Oh mama! Many Blessings to you! <>< I agree with Ms.Mom....He IS very much alive and what a great thing to tell him!


----------



## aswbarry (Jan 31, 2005)

Melanie,
This sort of thing just happened to me with my two-year-old daughter. I was talking with her today about how someday she will have another baby brother or sister. Her sister Addie came up in the conversation and we talked about how she had died and how we were all sad but sometimes babies die. Anyway, she said to me "my new baby sister or brother will die too." We went on to discuss how our next baby would be okay and all that but this just caught me off guard, I think because the idea has been on my mind too. I have been researching the occurrance of stillbirth and placental abruption and the incidence of reoccurance and sort of ruminating about the possibilty and then she said it out loud. I just can't imagine being a child and trying to make sense of loss like ours.
Anyway, I just wanted to send you hugs and let you know you are in my thoughts.
Angela


----------



## Irishmommy (Nov 19, 2001)




----------



## taradt (Jun 10, 2003)

children are VERY perceptive. i could see the changes my daughter went through with each of our losses. i do understand not wanting to tell your son when you get pregnant again but he may figure it out on his own (after our first loss when we got pregnant again my daughter walked in the room one day, lifted my shirt and said "baby's back" she had no way to know i was pregnant at that point!!!!)

take care and give your sensitive son a great big









tara


----------



## MelKnee (Dec 5, 2001)

Thank you all again for the hugs.

((((Angela and Tara)))))

Ds and I have been talking about different reasons that babies die. He feels lucky to have made it. I told him that the babies will live forever in our hearts.


----------



## Momtwice (Nov 21, 2001)

My elderly mom has always missed her baby sister that didn't make it. She has made peace with it. But whenever her name comes up, I see a glimpse into what mom was like as a child as the memories pass over her face.

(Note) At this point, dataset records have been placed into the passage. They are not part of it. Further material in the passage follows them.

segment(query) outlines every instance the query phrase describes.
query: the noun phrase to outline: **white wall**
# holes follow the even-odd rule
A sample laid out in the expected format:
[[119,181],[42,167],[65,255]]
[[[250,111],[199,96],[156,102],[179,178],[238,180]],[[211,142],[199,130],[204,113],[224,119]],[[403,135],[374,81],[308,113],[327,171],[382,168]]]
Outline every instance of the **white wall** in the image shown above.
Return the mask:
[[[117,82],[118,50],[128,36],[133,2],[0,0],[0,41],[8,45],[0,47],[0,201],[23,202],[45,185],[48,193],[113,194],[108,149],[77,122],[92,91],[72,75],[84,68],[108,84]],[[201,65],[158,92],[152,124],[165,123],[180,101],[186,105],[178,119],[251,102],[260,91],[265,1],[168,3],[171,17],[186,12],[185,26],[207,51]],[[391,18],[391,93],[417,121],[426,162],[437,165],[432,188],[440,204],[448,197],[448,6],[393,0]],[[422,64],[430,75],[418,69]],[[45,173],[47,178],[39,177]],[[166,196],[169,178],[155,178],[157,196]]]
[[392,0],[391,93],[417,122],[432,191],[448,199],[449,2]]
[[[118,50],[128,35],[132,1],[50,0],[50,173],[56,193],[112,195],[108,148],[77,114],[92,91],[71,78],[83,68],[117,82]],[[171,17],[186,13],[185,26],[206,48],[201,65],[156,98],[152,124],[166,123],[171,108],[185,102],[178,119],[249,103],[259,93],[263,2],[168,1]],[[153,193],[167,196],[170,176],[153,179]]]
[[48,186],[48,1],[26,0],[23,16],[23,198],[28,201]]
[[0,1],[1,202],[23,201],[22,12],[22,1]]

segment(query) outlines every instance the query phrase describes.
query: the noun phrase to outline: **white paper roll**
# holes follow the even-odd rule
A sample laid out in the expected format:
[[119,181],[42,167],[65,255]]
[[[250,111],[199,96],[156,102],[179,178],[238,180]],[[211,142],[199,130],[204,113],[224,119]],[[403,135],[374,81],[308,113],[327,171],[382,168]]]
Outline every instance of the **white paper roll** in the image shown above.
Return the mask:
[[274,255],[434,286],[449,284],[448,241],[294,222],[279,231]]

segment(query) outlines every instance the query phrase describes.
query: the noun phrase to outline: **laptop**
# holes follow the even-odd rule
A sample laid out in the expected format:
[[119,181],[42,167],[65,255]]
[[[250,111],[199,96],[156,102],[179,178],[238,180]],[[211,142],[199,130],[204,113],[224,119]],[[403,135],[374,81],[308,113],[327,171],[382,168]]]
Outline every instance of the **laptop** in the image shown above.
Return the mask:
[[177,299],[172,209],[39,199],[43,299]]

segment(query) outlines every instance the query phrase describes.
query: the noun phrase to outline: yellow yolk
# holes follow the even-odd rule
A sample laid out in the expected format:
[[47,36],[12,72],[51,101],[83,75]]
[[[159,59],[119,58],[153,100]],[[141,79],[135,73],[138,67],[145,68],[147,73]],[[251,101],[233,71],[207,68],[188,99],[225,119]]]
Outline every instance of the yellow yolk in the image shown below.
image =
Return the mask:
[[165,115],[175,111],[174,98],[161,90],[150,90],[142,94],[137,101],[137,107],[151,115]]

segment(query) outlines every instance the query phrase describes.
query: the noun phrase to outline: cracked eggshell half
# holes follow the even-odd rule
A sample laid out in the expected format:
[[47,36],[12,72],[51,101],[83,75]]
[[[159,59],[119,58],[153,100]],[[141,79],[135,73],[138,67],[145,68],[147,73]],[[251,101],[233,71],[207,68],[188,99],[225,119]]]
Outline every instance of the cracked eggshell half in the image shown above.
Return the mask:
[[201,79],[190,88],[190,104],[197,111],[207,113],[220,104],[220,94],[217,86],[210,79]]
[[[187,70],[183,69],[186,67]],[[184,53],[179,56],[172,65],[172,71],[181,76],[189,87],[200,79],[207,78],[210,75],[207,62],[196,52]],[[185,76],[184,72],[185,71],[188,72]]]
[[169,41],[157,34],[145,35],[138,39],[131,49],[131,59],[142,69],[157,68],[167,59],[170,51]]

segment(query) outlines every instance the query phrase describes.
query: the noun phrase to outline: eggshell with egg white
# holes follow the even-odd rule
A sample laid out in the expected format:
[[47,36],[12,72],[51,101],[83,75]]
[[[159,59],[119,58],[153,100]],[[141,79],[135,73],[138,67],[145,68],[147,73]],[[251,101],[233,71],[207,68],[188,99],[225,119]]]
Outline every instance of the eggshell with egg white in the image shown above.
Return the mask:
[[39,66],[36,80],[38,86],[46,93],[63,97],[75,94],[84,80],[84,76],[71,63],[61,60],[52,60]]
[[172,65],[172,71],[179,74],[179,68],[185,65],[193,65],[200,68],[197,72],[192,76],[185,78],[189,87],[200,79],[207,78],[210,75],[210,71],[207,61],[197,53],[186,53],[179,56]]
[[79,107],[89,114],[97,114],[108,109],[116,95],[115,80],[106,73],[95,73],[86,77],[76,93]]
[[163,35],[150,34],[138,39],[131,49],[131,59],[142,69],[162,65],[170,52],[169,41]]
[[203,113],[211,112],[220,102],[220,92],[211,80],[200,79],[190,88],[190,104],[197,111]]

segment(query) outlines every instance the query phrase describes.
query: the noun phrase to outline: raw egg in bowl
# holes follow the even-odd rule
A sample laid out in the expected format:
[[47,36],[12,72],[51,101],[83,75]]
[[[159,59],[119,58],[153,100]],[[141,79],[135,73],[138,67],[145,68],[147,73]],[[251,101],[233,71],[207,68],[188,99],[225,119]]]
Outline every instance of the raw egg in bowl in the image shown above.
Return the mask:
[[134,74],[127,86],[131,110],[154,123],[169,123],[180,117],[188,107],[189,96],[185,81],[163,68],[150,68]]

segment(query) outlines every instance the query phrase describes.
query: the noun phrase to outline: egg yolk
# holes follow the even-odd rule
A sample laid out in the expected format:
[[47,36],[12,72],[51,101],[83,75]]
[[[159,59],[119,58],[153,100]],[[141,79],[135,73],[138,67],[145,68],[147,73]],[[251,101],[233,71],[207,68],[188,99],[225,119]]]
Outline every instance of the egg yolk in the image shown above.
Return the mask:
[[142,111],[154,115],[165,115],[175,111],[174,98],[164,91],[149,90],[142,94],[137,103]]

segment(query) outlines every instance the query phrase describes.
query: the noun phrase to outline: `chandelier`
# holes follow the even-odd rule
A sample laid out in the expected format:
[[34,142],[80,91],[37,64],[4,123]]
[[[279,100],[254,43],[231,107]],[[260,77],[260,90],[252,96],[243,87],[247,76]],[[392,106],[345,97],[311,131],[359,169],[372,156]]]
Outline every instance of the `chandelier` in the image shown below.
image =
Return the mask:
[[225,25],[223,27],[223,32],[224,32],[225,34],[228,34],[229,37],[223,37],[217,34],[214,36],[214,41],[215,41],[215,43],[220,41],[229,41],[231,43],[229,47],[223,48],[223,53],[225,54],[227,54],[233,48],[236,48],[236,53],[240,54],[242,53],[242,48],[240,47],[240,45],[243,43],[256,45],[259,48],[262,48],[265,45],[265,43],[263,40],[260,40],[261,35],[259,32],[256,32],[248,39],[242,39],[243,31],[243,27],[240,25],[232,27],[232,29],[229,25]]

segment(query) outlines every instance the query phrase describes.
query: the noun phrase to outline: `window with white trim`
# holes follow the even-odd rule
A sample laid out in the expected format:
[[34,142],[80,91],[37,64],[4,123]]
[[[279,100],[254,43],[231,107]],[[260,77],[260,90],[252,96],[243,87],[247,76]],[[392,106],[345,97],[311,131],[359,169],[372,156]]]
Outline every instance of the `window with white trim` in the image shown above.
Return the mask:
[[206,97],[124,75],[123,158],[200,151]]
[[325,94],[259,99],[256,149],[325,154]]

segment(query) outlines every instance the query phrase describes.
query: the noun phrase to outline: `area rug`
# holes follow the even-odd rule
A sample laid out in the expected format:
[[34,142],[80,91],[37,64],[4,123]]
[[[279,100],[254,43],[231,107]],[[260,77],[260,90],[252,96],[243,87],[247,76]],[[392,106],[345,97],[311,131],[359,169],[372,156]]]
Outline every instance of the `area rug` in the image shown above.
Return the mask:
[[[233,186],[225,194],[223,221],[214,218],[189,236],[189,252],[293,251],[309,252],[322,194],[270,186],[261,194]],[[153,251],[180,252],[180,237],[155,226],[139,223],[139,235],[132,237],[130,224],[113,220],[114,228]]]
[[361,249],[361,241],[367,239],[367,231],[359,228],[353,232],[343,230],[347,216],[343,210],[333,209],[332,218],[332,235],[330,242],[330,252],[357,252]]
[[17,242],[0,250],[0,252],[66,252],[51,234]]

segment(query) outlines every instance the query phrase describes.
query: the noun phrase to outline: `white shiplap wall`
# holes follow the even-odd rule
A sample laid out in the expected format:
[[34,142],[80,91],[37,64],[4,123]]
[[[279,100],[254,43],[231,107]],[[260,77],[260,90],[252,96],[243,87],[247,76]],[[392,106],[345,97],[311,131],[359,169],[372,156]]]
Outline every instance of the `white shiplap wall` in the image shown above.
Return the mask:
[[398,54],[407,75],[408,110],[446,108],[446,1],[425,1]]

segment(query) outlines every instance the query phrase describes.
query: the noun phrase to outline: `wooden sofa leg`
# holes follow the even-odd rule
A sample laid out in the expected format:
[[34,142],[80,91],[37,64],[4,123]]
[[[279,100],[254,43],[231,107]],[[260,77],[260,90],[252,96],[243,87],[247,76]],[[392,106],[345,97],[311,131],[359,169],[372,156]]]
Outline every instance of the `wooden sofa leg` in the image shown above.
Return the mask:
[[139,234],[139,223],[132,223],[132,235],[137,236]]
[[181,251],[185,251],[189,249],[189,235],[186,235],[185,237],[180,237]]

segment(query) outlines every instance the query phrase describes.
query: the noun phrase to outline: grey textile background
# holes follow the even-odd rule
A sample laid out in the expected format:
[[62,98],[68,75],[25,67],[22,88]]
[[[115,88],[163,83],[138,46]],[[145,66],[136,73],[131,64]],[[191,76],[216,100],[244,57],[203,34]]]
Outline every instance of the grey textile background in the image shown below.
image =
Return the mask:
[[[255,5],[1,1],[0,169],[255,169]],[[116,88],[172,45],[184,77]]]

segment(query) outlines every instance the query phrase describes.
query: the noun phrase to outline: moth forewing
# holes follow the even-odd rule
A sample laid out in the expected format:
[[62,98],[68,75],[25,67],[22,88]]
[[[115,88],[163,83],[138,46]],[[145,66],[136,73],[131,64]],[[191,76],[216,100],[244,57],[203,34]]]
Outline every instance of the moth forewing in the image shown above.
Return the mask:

ETA: she does indeed live in her heart.


----------



## Mom4tot (Apr 18, 2003)




----------



## babybugmama (Apr 7, 2003)

for you and your little one


----------



## Diane~Alena (Aug 23, 2004)

Doesn't it just break your heart to hear them talk like that. I know I fought everyday with emotions that were so dark after our son Esik died. I thought i should have hidden him from my living children, I thought i was damaging them by having let them see their brother and by talking about him to them.

You have allowed your son to know his siblings though and that is so good. I think it is a great growth experience for our children. They have a look on life that not many kids have. They are blessed to have known those babies even if it was for just a moment. My children are able to love a boy they can't see or hold. I think that is wonderfull for them, they are so wise now for knowing him.

Hang in there.


----------



## wheezie (Sep 18, 2004)

Wow it's amazing how much kids know. Bless his heart.














2 to you and your little boy.


----------



## ChildoftheMoon (Apr 9, 2002)

Melanie thinking of you. Missing you.
Brandi


----------